A big reason for almonds' low footprint has to do with how its by-products are used. The biomass, hulls, and shells from the almonds, once harvested, are often utilized in other capacities, such as feed for dairy cows, or to generate electricity. "If you provide those trees to the electricity system, you avoid the need to produce electricity other ways," Kendall said.

Which isn't to say that all almond orchards are at this level of sustainability. A study from the California Almond Sustainability Program shows that 74 percent of orchards are using their various by-products in sustainable ways, leaving 26 percent of them with work left to be done. These studies, in part, are trying to figure out the exact methods of sustainability that orchards should enact.

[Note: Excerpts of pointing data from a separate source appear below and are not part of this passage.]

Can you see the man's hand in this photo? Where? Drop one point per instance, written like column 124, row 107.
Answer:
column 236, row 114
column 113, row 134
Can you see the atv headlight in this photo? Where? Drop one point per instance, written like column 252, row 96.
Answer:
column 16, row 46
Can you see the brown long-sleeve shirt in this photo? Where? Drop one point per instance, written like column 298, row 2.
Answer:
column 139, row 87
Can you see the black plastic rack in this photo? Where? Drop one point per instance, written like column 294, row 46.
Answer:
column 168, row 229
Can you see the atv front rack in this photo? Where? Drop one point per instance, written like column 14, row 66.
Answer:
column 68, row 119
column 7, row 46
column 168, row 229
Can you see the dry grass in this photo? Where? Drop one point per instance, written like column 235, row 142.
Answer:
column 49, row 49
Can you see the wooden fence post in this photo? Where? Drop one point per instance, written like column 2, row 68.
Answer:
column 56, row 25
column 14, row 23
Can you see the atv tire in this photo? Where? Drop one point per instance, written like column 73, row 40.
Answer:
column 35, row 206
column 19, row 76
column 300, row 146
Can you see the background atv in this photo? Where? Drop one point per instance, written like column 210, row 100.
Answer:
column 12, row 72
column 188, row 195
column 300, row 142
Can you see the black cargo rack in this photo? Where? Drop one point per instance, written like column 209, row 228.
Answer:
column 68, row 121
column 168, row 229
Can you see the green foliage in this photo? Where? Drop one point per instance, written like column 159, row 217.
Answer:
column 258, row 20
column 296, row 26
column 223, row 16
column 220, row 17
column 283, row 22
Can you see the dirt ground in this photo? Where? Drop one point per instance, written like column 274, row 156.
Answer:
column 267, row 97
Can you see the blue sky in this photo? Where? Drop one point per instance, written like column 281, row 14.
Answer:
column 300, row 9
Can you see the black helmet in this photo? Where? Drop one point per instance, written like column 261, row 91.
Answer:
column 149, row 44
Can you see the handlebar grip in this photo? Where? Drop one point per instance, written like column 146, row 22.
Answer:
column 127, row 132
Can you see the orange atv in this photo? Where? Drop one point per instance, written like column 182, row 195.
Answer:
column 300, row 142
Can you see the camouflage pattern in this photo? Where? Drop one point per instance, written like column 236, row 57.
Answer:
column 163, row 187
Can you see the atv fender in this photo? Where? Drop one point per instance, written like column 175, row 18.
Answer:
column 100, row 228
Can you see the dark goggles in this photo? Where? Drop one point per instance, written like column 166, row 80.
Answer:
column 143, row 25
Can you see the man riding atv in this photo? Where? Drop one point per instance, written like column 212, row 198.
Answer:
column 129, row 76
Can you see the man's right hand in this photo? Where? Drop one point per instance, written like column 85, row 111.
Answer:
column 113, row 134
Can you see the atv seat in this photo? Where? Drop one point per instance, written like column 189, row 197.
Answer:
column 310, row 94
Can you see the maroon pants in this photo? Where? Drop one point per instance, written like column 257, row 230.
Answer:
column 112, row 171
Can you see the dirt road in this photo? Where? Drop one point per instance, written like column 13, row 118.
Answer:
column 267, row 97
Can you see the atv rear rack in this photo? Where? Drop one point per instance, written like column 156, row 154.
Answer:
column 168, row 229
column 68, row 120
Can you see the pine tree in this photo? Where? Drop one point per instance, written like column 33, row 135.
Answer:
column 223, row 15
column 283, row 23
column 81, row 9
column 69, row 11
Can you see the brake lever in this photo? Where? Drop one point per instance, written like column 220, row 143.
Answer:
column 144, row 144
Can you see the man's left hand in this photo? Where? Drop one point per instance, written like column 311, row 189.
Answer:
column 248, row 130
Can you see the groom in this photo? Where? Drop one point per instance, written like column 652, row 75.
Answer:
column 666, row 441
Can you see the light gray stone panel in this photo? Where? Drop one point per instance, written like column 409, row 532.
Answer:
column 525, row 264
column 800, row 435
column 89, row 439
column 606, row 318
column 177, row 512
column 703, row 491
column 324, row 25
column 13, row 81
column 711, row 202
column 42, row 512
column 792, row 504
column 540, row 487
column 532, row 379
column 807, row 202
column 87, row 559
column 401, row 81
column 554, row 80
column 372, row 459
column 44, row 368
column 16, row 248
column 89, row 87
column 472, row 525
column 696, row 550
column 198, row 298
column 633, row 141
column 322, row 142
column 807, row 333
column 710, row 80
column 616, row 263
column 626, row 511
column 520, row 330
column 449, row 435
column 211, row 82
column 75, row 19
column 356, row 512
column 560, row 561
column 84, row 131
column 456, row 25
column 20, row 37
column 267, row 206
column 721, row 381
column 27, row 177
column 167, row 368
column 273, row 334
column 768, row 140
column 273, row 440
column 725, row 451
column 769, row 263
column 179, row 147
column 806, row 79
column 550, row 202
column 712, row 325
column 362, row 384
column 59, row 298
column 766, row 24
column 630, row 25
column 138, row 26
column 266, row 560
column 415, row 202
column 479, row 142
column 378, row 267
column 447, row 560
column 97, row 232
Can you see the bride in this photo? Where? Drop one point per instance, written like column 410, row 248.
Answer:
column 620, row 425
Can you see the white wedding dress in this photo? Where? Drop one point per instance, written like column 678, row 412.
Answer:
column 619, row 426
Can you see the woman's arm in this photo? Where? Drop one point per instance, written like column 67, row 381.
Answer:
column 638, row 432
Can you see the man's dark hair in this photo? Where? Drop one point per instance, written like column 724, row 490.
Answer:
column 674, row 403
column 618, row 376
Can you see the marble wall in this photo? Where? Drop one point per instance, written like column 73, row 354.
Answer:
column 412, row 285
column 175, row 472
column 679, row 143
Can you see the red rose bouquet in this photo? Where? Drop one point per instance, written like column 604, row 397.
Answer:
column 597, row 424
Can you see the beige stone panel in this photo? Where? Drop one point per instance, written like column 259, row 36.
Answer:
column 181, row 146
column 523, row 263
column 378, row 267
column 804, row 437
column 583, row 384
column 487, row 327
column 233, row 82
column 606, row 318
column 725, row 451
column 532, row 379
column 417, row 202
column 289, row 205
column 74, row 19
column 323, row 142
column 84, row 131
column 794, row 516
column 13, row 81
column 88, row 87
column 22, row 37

So, okay. Almonds are great in terms of carbon footprint. But what about all those warnings about almonds sucking up huge amounts of water during the drought?

Water usage is a big factor in contributing the the carbon footprint of almonds. "[Irrigation water] ended up being nearly a quarter of all sources of emissions, so quite large," Kendall said. Irrigation was only second in terms of its contribution to CO2-equivalent emissions to fertilizer.

But how are consumers supposed to use this information? What's more important, the environmental impact or the amount of water that is being used?

"It totally depends on what choice they're making," Kendall said. "You always want to look at a plurality of environmental impacts, because most of the time there are going to be trade-offs with environmental impacts. So, it shouldn't necessarily change how people think about almonds and water, but it should change how people think about the broader impact of environmental food choices."